Note: You must apply HEALTHCHECK to your docker images first. See https://docs.docker.com/engine/reference/builder/#healthcheck for details. See https://docs.docker.com/engine/security/https/ for how to configure TCP with mTLS

The certificates, and keys need these names:

  • ca.pem
  • client-cert.pem
  • client-key.pem

Change Timezone

If you need the timezone to match the local machine, you can map the /etc/localtime into the container.
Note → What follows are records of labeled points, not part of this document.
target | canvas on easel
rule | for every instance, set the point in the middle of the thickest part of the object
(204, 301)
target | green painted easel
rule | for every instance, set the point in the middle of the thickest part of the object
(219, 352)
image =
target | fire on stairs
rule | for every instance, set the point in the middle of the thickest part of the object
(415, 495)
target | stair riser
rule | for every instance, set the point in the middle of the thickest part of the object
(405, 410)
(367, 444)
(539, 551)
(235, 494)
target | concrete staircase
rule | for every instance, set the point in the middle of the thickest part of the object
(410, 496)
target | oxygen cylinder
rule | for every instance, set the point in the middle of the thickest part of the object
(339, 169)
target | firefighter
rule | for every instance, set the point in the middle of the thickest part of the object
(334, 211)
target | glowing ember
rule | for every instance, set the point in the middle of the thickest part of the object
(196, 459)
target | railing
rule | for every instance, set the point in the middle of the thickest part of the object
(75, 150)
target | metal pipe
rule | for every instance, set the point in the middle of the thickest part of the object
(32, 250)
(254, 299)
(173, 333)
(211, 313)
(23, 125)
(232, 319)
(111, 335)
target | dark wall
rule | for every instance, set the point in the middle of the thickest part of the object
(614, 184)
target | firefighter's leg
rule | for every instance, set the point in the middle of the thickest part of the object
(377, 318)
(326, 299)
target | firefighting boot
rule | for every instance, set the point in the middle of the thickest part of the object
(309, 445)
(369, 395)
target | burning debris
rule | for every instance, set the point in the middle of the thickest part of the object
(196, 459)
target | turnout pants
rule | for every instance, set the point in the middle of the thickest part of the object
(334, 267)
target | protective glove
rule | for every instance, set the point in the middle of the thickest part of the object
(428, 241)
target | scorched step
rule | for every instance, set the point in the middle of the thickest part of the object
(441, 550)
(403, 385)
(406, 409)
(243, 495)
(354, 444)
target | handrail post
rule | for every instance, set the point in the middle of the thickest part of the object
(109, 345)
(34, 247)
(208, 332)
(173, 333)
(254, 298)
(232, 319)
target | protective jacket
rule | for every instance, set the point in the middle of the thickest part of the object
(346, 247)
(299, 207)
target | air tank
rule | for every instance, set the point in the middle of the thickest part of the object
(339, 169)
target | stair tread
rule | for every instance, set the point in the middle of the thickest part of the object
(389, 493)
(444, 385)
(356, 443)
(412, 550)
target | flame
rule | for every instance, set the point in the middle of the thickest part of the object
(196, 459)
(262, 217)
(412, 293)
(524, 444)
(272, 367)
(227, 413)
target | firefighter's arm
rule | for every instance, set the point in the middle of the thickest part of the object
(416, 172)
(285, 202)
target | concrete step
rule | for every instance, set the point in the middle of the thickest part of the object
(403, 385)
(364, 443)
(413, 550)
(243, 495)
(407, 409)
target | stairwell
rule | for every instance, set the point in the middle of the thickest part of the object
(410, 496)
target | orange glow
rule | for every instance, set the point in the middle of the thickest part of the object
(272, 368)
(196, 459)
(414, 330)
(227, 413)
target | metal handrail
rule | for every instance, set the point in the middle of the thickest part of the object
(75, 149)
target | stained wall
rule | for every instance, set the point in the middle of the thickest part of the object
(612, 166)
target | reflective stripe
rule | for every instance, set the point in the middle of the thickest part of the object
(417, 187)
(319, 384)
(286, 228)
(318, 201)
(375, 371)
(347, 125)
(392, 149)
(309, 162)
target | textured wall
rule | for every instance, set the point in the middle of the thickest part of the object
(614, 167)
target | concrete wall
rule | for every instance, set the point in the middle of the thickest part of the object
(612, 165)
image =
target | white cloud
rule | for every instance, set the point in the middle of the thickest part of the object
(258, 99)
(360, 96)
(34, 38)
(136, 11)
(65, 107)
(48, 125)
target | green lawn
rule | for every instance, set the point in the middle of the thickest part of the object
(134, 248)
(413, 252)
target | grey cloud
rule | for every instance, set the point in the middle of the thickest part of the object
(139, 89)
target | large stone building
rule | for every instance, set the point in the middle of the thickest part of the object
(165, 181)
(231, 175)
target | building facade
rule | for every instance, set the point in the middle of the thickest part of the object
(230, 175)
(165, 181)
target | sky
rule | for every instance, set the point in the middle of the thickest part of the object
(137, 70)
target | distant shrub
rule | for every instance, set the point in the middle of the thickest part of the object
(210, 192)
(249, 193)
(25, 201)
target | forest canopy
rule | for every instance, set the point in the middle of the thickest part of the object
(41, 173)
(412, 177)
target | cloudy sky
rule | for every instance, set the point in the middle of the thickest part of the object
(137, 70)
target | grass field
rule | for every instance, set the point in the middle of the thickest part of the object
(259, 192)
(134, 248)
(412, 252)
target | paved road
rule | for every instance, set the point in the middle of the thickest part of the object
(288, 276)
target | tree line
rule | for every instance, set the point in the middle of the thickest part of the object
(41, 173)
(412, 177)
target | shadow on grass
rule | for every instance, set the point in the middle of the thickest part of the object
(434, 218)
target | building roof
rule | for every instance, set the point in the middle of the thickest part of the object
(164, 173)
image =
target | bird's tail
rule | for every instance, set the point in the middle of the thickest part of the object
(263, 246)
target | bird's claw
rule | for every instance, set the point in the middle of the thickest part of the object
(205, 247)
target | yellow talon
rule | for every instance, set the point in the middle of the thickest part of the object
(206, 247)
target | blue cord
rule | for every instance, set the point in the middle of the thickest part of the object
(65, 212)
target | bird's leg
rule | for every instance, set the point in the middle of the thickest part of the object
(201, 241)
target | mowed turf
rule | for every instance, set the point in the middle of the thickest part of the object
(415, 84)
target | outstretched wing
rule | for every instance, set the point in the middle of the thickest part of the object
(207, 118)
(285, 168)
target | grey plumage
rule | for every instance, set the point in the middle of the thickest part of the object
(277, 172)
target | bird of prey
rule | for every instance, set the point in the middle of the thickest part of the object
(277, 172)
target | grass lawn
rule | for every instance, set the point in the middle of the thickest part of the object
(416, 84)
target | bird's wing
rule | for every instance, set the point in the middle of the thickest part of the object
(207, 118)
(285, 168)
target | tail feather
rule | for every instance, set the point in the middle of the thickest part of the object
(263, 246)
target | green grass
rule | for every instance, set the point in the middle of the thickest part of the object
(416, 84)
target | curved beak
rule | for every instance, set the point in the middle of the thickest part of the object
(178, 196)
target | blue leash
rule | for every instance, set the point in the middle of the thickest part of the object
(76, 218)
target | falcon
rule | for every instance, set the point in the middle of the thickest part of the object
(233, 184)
docker run ... -v /etc/localtime:/etc/localtime:ro

ENV Defaults

AUTOHEAL_CONTAINER_LABEL=autoheal
AUTOHEAL_INTERVAL=5   # check every 5 seconds
AUTOHEAL_START_PERIOD=0   # wait 0 seconds before first health check
AUTOHEAL_DEFAULT_STOP_TIMEOUT=10   # Docker waits max 10 seconds (the Docker default) for a container to stop before killing during restarts (container overridable via label, see below)
DOCKER_SOCK=/var/run/docker.sock   # Unix socket for curl requests to Docker API
CURL_TIMEOUT=30     # --max-time seconds for curl requests to Docker API
WEBHOOK_URL=""    # post message to the webhook if a container was restarted (or restart failed)
WEBHOOK_JSON_KEY="text"    # the key to use for the message in the json body of the request to the webhook url

Optional Container Labels

autoheal.stop.timeout=20        # Per containers override for stop timeout seconds during restart

Testing

docker build -t autoheal .

docker run -d \
    -e AUTOHEAL_CONTAINER_LABEL=all \
    -v /var/run/docker.sock:/var/run/docker.sock \
    autoheal